An international team of scientists has presented an eco-friendly and economically viable technology for recycling waste lime and sulfuric acid into a high-quality construction material. This substance can be used to create a stronger and moisture-resistant cement that also sets faster. The new method is characterized by simplicity, significantly lower material costs compared to traditional technologies, and greater energy efficiency. It requires only 40°C instead of the usual 700-900°C.
On average, an energy-producing enterprise generates up to 1,000 tons of waste per year. Chemical reagents based on iron and aluminum, along with lime additives, are used for their disposal at water supply sources, resulting in sludge formation.
“The new technology allows for the production of building materials from local waste. This makes it economically attractive for countries where construction materials are in short supply, and transportation costs significantly increase the cost of work. The proposed solution can be adapted for any regions where lime and coagulants are used for water treatment, opening up broad prospects for its global implementation,” noted Valentin Romanovsky, PhD, an expert from Belarusian State Technological University (BSTU).

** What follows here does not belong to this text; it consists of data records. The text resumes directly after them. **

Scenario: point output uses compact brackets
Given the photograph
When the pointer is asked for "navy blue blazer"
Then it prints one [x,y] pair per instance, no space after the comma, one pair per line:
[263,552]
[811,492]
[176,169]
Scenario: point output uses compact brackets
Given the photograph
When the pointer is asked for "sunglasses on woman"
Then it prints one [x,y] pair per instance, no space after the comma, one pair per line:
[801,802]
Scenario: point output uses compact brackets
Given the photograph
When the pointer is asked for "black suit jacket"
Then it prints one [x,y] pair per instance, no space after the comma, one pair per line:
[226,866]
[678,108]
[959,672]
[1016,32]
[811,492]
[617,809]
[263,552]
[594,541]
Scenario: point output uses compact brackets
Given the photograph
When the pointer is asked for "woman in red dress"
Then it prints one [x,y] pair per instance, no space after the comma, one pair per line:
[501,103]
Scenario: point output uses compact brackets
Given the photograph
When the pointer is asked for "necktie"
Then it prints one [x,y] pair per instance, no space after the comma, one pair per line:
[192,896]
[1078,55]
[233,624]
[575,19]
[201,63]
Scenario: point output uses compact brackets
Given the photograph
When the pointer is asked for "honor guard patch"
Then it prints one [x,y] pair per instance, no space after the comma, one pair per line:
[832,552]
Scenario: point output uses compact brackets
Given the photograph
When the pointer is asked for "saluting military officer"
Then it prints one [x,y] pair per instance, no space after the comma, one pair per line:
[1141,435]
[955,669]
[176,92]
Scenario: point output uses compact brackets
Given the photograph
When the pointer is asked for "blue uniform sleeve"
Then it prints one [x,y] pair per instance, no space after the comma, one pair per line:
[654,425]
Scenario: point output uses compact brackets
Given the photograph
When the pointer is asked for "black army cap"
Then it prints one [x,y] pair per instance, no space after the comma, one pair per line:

Scientists from BSTU, NUST MISIS, and Southwest University of Science and Technology (China) have introduced a technology for recycling lime into a high-strength analogue of cement — anhydrite (CaSO₄). Anhydrite is the anhydrous form of calcium sulfate (unlike gypsum, which contains water molecules in its structure). Anhydrite occurs in both natural and synthetic forms.
“MISIS University is implementing the project ‘Sustainable Development Technologies’ under the Priority-2030 state program, within which our scientists are creating high-tech solutions that contribute to reducing anthropogenic load and forming a comfortable environment. The new technology developed by an international team of researchers led by the young talented scientist, PhD Dmitry Moskovskikh, will significantly reduce the volumes of industrial waste,” said Alevtina Chernikova, Rector of MISIS University.
In its pure form, the produced cement does not exhibit plastic properties. To enhance compressive strength, the researchers added a mixture of portland cement binder, potassium sulfate, and calcium hydroxide. Details of the study have been published in the journal Engineering Reports (Q2).
“We have found a way to recycle environmentally polluting waste into a durable building material with a purity of up to 99.8%. From lime residues, we created a cement analogue that can be used for constructing houses, roads, or other structures. I would also note that the by-products generated during the centrifugation stage of the synthetic anhydrite suspension can be used as fertilizer. This filtrate contains dissolved salts that promote increased root mass and dry weight of plants, making it an effective micro-fertilizer. Consequently, the entire process of producing anhydrite is virtually waste-free,” said co-author of the study, Dmitry Moskovskikh, PhD, director of the Research Center of Engineering Ceramic Nanomaterials at NUST MISIS.
In the future, researchers plan to increase productivity and reduce the costs of the technological process, as well as adapt the methodology to work with various types of waste, allowing for the application of this technology in enterprises across different countries.